Hunter Biden asks Los Angeles judge to toss out $1.4m tax evasion case

This article is more than 8 months old

Lawyers for president’s son to challenge criminal charges he evaded taxes and argue prosecutors bowed to Republican pressure

Attorneys representing Hunter Biden asked a US judge in Los Angeles to dismiss the criminal case accusing him of evading $1.4m in taxes, arguing that prosecutors bowed to political pressure from Republican lawmakers investigating his father, Joe Biden.

Hunter’s lawyers appeared before the US district judge Mark Scarsi in federal court in Los Angeles on Wednesday to press several legal challenges to the charges, including an argument that he was selectively targeted by prosecutors in response to Republican criticism. The 54-year-old was not present in the courtroom.
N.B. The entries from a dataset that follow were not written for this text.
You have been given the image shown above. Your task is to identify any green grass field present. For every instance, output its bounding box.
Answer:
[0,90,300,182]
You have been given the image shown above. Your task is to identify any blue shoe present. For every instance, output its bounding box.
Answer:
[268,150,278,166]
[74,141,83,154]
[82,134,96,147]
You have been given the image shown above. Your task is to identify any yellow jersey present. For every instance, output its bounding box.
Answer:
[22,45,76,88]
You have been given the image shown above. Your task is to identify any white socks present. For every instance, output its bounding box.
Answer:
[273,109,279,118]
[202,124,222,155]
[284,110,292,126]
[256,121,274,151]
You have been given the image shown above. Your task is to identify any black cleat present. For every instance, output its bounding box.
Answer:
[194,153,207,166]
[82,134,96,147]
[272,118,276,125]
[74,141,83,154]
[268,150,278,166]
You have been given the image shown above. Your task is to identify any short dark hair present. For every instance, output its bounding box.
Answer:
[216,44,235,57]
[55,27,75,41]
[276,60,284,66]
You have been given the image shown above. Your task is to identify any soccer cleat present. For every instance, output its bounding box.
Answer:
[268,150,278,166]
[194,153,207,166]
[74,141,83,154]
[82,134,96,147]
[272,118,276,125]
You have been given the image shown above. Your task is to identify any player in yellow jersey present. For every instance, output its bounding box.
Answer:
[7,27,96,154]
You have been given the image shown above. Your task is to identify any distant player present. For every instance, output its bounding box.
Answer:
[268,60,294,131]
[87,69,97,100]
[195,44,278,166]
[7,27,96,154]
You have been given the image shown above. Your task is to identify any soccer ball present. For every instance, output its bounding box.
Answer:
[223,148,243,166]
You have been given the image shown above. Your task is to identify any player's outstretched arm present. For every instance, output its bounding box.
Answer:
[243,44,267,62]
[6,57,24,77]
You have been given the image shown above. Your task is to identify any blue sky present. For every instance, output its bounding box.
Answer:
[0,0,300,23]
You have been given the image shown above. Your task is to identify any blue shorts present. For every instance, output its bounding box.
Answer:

Hunter has pleaded not guilty to failing to pay $1.4m in taxes between 2016 and 2019, while spending millions of dollars on drugs, escorts, exotic cars and other big-ticket items. His lawyer has said he paid back the money in full.

US district judge Mark Scarsi appeared to give a skeptical reception to dismissal request. At the hearing, Scarsi asked whether Hunter’s lawyers had any evidence that prosecutors had caved to pressure from Republicans, other than the fact that they filed charges after months of accusations by Republicans in Congress and Donald Trump that he had been treated leniently.

“Do you have any evidence other than the timeline?” Scarsi asked Hunter’s lawyer, Abbe Lowell.

Lowell acknowledged that “it’s a timeline, but it’s a juicy timeline”.

Scarsi also voiced skepticism about Hunter’s defense team’s argument that prosecutors had been pressured by two Internal Revenue Service agents who went public last year with information about his tax returns.

“How are they responsible for what’s in the indictment?” Scarsi asked.

“I can’t make the connection that that’s why that happened,” Lowell said, later adding that: “It was those two agents that started the dominoes.”

Leo Wise, one of the prosecutors on the case, said it was “patently absurd” that the agents had influenced prosecutors.

The trial of the president’s youngest son is due to start in June, a few months before Americans vote in a November presidential election that looks set to be a close and deeply divisive contest between Joe Biden and Donald Trump.

Hunter also faces a separate criminal case in federal court in Delaware over his alleged purchase of a handgun while he was using illegal drugs. He has pleaded not guilty and made similar arguments to dismiss the charges in that case.

The special counsel David Weiss, who brought both cases, has accused Hunter Biden’s legal team of spreading “conspiracy theories” about the prosecution. He has said the justice department would not act at the direction of Republican lawmakers, who are pursuing an impeachment investigation into whether Joe Biden profited from his son’s activities. The inquiry has turned up no evidence that the president personally benefited.

Hunter is also seeking to toss out the charges by arguing that Weiss, who has investigated him since 2019, was improperly appointed special counsel.

Hunter’s defense team has also argued that the case is barred by an earlier plea deal the president’s son struck with prosecutors. The deal collapsed under questioning from a federal judge last year. Prosecutors have said it never took effect.